Lemke, Tyll Robin; Schäfer, Christine; Reich, Ingo

Modeling the predictive potential of extralinguistic context with script knowledge: The case of fragments

PLOS ONE, 16, pp. e0246255, 2021.

We describe a novel approach to estimating the predictability of utterances given extralinguistic context in psycholinguistic research. Predictability effects on language production and comprehension are widely attested, but so far predictability has mostly been manipulated through local linguistic context, which is captured with n-gram language models. However, this method does not allow to investigate predictability effects driven by extralinguistic context. Modeling effects of extralinguistic context is particularly relevant to discourse-initial expressions, which can be predictable even if they lack linguistic context at all. We propose to use script knowledge as an approximation to extralinguistic context. Since the application of script knowledge involves the generation of prediction about upcoming events, we expect that scrips can be used to manipulate the likelihood of linguistic expressions referring to these events.

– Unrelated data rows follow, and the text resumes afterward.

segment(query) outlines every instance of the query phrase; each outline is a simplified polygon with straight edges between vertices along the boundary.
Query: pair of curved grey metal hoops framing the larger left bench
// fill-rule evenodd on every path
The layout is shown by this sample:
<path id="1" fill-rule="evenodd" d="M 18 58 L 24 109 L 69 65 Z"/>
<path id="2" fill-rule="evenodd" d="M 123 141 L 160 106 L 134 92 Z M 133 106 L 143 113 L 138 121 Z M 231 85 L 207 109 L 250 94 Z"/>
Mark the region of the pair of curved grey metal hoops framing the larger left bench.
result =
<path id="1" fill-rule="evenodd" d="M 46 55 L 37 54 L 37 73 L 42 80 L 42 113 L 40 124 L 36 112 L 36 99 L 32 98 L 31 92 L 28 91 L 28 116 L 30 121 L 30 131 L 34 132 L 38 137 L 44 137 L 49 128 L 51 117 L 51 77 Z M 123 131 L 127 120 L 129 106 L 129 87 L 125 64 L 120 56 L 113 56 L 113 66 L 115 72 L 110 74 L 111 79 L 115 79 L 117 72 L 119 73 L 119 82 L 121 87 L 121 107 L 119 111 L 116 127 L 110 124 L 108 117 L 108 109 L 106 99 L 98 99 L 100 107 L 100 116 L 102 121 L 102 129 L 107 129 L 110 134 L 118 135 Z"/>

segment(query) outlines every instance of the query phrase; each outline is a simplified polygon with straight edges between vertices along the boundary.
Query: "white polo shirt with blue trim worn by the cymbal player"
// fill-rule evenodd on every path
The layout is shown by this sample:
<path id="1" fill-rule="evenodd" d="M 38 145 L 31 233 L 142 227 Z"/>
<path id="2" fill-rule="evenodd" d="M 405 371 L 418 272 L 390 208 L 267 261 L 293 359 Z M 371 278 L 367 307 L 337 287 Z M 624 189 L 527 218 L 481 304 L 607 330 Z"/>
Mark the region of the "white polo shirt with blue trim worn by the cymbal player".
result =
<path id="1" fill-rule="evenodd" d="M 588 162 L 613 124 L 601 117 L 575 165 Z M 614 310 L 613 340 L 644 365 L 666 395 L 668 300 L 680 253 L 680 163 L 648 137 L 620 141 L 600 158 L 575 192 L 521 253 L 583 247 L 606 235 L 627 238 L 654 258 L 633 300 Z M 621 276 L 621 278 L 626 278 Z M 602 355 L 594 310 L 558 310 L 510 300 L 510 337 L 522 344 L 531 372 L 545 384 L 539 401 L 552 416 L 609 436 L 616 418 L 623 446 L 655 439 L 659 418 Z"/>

Previous research has shown that script-based discourse expectations modulate the likelihood of linguistic expressions, but script knowledge has often been operationalized with stimuli which were based on researchers’ intuitions and/or expensive production and norming studies. We propose to quantify the likelihood of an utterance based on the probability of the event to which it refers. This probability is calculated with event language models trained on a script knowledge corpus and modulated with probabilistic event chains extracted from the corpus. We use the DeScript corpus of script knowledge to obtain empirically founded estimates of the likelihood of an event to occur in context without having to resort to expensive pre-tests of the stimuli. We exemplify our method at a case study on the usage of nonsentential expressions (fragments), which shows that utterances that are predictable given script-based extralinguistic context are more likely to be reduced.